Most of you have been told that keeping the mind active is the best thing you can do to keep it working at peak performance, but, let’s face it, sometimes crossword puzzles get boring, and they start using the same clues over and over.
Thank goodness that technology is there to save us from mind malaise.
If you can wrest your kids’ or grandkids’ Nintendo DS console out of their hands long enough, you could easily spend hours with the BrainAge program. Using this program reminded me a little of the lights and sound memory game of my youth, called “Simon.”
You begin your work with the program by first taking a little test to determine your true brain age. This is surely an over-simplification but helps establish a nice benchmark for you to follow as you go along. The program consists of many fun and engaging activities to help stimulate the brain, and after engaging for a week or two, you should be able to see an improvement in your brain age.
While there have been studies suggesting that high cognitive ability throughout life helps stave off dementia (for instance, the famous Nun Study), there is really very little evidence showing that targeted cognitive exercises can prevent the onset of memory loss.
The company Posit Science intends to change that. The neuroscientists at Posit Science have developed a comprehensive brain program designed to improve memory, thinking, and communication, and are pouring resources into research to not only perfect the program but to determine which interventions can successfully give your brain function a boost.

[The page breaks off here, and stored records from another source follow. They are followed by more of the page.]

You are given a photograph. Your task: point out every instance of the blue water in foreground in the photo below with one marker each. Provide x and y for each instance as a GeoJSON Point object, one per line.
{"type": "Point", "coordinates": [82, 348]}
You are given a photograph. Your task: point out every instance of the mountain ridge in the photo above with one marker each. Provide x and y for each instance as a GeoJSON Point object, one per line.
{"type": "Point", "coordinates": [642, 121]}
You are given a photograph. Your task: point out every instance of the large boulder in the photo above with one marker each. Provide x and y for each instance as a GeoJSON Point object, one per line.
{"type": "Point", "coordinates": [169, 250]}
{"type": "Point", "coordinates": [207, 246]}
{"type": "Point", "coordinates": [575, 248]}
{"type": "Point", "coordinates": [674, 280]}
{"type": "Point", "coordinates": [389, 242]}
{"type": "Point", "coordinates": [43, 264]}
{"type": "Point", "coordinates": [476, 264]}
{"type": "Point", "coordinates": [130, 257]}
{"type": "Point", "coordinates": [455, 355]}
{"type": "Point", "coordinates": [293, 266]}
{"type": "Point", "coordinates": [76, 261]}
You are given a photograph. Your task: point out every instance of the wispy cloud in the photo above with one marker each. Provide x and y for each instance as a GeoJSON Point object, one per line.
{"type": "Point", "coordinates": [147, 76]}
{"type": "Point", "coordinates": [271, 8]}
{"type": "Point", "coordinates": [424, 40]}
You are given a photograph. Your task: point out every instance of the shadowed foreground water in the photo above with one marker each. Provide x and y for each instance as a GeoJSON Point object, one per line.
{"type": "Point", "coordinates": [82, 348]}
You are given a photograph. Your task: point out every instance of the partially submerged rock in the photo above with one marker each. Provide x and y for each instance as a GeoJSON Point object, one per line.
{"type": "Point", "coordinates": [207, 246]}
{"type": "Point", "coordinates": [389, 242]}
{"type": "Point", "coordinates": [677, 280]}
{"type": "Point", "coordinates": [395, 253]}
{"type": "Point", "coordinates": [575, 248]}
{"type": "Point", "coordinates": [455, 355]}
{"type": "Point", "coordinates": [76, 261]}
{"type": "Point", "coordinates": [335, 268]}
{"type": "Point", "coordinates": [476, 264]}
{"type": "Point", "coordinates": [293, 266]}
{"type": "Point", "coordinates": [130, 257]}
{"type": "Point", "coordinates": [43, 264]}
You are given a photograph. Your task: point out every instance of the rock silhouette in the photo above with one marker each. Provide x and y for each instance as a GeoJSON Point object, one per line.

The program is simple to learn. At first, you may find yourself annoyed when you can’t perform the tasks at 100 percent, but it quickly becomes addictive as you see yourself improving.
You can purchase the program to use in your own home (it’s a little pricey) or at a memory center – the company is currently working with organizations around the country to set up these memory centers (aka, fitness clubs for the brain). Check out www.positscience.com.
My boss has always encouraged us to “learn something new every day,” and I don’t think there’s any better advice that I could give you. Whether it’s a new hi-tech toy or ancient Greek, nothing builds those brain synapses better than learning.